Leibniz is among the most eminent men in history—he invented calculus, he contributed to law, he contributed to philosophy, he contributed to history, the contributed to theology. Indeed, Leibniz is among the last polymaths—the list of fields he contributed to is vast (I’ve appended the Wikipedia list at the end of this article).
If we take hereditary factors as granted, what was his secret? Leibniz’s father died when he was young and left behind a large library—which the boy was technically barred from because it contained many “dangerous” theological tracts.
However, Leibniz attained access and worked his way through the library at his own pace—he read what interested him, dropped it when he wanted. He used intuition to move from one subject to the next.
This omnivorous reading schedule eventually crystallised into a desire to summarise all knowledge in one place—and it is no surprise that Leibniz joined an alchemical society later in life, he had a desire for “total knowledge” or “universal wisdom” (Hermetic).

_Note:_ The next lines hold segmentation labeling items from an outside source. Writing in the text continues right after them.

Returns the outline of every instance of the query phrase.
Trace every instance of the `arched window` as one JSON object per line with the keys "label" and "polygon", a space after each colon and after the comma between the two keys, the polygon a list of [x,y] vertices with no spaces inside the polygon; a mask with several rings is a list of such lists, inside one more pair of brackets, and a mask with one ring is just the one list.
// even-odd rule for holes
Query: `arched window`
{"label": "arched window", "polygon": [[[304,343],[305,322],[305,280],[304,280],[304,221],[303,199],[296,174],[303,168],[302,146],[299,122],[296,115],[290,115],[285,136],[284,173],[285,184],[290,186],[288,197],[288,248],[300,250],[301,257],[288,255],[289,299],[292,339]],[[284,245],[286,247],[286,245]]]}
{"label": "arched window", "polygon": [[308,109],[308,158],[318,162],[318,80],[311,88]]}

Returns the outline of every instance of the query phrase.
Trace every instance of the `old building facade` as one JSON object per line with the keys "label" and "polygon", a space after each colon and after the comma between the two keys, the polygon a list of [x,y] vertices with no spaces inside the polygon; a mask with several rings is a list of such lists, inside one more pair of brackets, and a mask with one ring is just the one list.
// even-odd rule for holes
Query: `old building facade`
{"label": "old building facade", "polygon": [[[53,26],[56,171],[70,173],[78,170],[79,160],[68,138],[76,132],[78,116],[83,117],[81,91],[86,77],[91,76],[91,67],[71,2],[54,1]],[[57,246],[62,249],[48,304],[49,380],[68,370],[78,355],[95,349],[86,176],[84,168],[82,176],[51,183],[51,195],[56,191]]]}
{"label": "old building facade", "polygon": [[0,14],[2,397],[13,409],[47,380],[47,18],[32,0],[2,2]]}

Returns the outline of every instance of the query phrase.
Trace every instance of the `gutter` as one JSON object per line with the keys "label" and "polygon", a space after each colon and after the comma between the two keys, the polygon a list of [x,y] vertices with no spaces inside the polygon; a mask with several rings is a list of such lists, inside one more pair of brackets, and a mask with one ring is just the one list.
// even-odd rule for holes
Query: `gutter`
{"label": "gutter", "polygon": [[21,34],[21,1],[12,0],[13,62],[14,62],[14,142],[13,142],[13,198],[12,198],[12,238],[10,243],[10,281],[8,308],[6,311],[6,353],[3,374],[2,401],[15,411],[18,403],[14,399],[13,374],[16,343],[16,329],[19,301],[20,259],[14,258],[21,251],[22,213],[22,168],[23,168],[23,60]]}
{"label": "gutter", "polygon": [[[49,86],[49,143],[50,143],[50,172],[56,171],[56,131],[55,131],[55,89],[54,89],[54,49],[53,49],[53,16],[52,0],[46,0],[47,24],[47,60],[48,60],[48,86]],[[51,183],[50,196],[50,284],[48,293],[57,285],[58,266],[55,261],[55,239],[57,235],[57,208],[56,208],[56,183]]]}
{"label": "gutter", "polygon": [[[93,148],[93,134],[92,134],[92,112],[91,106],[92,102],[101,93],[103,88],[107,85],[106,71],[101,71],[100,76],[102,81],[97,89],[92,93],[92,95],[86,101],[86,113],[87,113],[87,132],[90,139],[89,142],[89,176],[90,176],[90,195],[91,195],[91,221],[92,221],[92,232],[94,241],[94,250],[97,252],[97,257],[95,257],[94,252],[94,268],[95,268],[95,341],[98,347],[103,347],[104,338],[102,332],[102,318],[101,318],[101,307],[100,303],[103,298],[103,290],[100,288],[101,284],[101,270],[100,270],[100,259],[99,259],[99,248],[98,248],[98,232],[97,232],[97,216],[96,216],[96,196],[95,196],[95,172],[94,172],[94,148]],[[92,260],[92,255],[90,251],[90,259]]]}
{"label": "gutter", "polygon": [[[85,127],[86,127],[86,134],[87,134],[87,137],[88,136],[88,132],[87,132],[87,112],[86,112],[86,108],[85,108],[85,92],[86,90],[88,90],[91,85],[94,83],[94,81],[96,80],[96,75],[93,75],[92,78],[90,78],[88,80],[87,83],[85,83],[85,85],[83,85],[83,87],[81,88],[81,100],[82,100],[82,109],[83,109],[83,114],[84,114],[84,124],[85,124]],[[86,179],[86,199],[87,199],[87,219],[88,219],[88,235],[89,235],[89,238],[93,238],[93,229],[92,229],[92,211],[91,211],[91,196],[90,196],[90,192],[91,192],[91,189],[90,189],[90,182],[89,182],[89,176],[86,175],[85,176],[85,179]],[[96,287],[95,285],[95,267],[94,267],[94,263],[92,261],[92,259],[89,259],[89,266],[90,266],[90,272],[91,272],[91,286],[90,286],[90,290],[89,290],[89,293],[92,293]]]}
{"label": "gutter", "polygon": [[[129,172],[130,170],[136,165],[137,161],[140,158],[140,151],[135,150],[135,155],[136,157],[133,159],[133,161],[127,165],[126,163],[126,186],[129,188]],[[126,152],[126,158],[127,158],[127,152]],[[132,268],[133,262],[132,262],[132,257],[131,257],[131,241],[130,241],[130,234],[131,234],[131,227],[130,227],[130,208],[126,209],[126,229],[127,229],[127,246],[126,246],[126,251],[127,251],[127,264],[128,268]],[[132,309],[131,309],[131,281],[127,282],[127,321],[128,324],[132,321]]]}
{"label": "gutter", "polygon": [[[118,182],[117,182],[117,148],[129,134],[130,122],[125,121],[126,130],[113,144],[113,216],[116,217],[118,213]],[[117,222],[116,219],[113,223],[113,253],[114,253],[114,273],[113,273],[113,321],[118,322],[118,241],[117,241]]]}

So Leibniz’s method was that he used his intuition to read on whatever subject he liked for as long as he liked—and this included texts that were considered “dangerous” or “forbidden”. He was never forced through a curriculum, because by the time he encountered a curriculum he had already read through and around it.
Hence from a young age Leibniz had fully grasped the ancients, so that, as he put it, he carried their intellectual countenance as some men carry a suntan from warmer climes. Yet he had also read the Christian theologians—and contemporary thinkers such as Descartes.
The secret to Leibniz is that it all came from within, at his own pace and at his own discretion—and without any “censored” material to protect him, or a curriculum to restrict where his interests led him. He was a self-taught man—he was Hermetic, it all came from within.
It’s basically the opposite environment to our society where everyone is filtered through rigid bureaucratic systems that make you do things (pretend to learn things) whether you want to or not.
As an aside, Leibniz invented calculus at the same time as Newton—an event that led to much rancour, but surely must be providential (there’s a parallel to the way both Darwin and Russel developed evolution by natural selection at the same time).
The difference between Leibniz’s calculus and Newton’s calculus is that Newton’s calculus was very practical—the English are not a philosophical race, they are a mechanical race. Our intellectual innovations tend to serve particular ends (“common-sensical”)—hence Locke’s philosophy centres on epistemology and the basic question “what can we know in practical terms?”.
The Germans, by contrast, are a philosophical race. Hence Leibniz’s calculus is more about being an organic cohesive whole—it has a concern with what calculus means, not just what it does (Leibniz developed it, in part, because he really wanted to find a way to put metaphysical disputes on a basis that eliminated the ambiguities of natural language—as symbolic logic would later do).
Leibniz’s calculus is gestalt—in the sense that in gestalt psychology you grasp the whole field first, then the particulars. Newton gives you the particulars, whereas Leibniz wants to give you this elegant whole that delimits the entire operation. That’s the difference between a philosophical and a mechanical approach to life.